Nos hemos acostumbrado a percibir la libertad como un derecho, y así es, pero de siempre la libertad es un derecho que generalmente se conquista, y cuya pervivencia lleva pareja un combate. Cuanto menos la capacidad de poder comparar, discriminar y pensar. Si además tenemos la capacidad de decisión, es que somos afortunados.

Muy posiblemente gran parte de nuestro carácter se forjó durante más de setecientos años de combate, tras la invasión musulmana. No es necesario hablar de reyes, grandes batallas, acuerdos, concilios…se requiere hablar como siempre de gente, de mujeres y hombres como nosotros. Posiblemente los primeros ciudadanos libres de occidente fueron los repobladores hispanos del valle del Duero durante esas centurias, que, jugándoselo todo, trasladaban a sus familias, enseres y animales y acometían la diaria epopeya de colonizar una tierra de marca, unos parajes de frontera. Se araba la tierra con las armas a un lado, porque más tarde o temprano, la muerte y la esclavitud con turbante asolaban lo trabajado estación tras estación. Pero cada día eran más, caían y se levantaban, volvían a construir la hacienda, a roturar el campo y a forjar un futuro, un futuro que se ganaban día tras día, con voluntad, entereza, arrojo y la espada siempre cerca. No había nada ganado, no existía, siquiera imaginaban que algo estaba seguro porque sí.

En esto que denominamos progreso, el último paradigma de la modernidad se centra en la sustitución de la fe por la razón. Inicialmente se intentó una lógica armonización, pero el oscuro objetivo fue siempre totalmente excluyente. En ese camino los hombres abandonamos la búsqueda de la trascendencia y levantamos al hombre como unidad de medida de todo. Confiando ilusoriamente en el absoluto poder del racionalismo, confundimos herramienta con objetivo y continúan defraudándose todas las vanas expectativas, fracasando estrepitosamente en todos los tipos de ordenamiento de la convivencia entre los seres.

En esta atolondrada carrera, que estoy abreviando aún más alocadamente, descubrimos a un hombre finalmente tan alejado de la fe, como de la razón. Impera el escepticismo del individuo moderno, que ni cree, ni razona, absolutamente dominado por el imperio del deseo revestido de corriente de opinión.

No podía acontecer de otra manera. La ignorancia sobre nuestro origen, sobre la razón de la existencia o la finalidad de la vida se convierten en una losa asfixiante, que solo podemos evitar no pensando, no adquiriendo esa molesta conciencia. En nombre de la libertad, del respeto y de la tolerancia a la diferencia de las minorías, debido a la deformación a la que la ideología somete a la realidad, se elimina la verdadera libertad, atropellándose la tolerancia y arruinando el respeto a las diferencias de la mayoría. Por eso nos enfrentamos al patético espectáculo en el que el capricho, el deseo y el sectarismo se imponen sobre la realidad de los hechos.

Por eso ahora nos dominan con las imágenes, nos manipulan con el sentimiento y las emociones. No tenemos capacidad para la interpretación de un programa, para enarbolar una estrategia, pero nos rendimos con facilidad ante emotivas imágenes que nos condicionan y, finalmente, nos dominan.
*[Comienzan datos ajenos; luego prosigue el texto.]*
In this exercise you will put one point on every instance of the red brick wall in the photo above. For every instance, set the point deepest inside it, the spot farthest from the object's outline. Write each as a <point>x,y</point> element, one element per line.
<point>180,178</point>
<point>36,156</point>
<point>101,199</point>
Parece ser que la democracia, tal y como la entendemos a partir del siglo XX es un buen sistema de representación. En su día lo fue de la gente, de las personas, pero fuimos sustituidos por los partidos políticos. Ahora, cada día se comenta más, que el sistema pudiera estar terriblemente adulterado, cuando unos gigantescos medios de comunicación controlan mediante esas imágenes, el sentir de la gente. Nuestra libertad, sin darnos cuenta, nos fue arrebatada por unos partidos que han defraudado todas nuestras expectativas, pero ahora estamos en manos de unos grandes consorcios, a los que nadie ha votado, y que nos dicen que tenemos que pensar, comprar, comer o soñar.

Inmunidad de grupo, inmunidad de rebaño nos venden día tras día y eso nos tranquiliza y satisface, sin percatarnos, que a lo mejor no sabemos si tenemos esa inmunidad, pero sí que nos hemos transformado en un dócil rebaño.  El rebaño necesita pastores y los pastores necesitan el miedo. La metodología es siempre la misma, imponer sobre el conjunto de la población el miedo: a perder el trabajo, a perder la salud, el bienestar material, a la incertidumbre económica; miedo a la inseguridad jurídica. Miedo a ser señalado.

Yo tengo miedo, sobre todo porque en el régimen del terror francés, o en la máquina de triturar soviética, los gerifaltes siempre se han denominado a sí mismos “comité de salud pública”. Tengo miedo, pero no pienso callarme.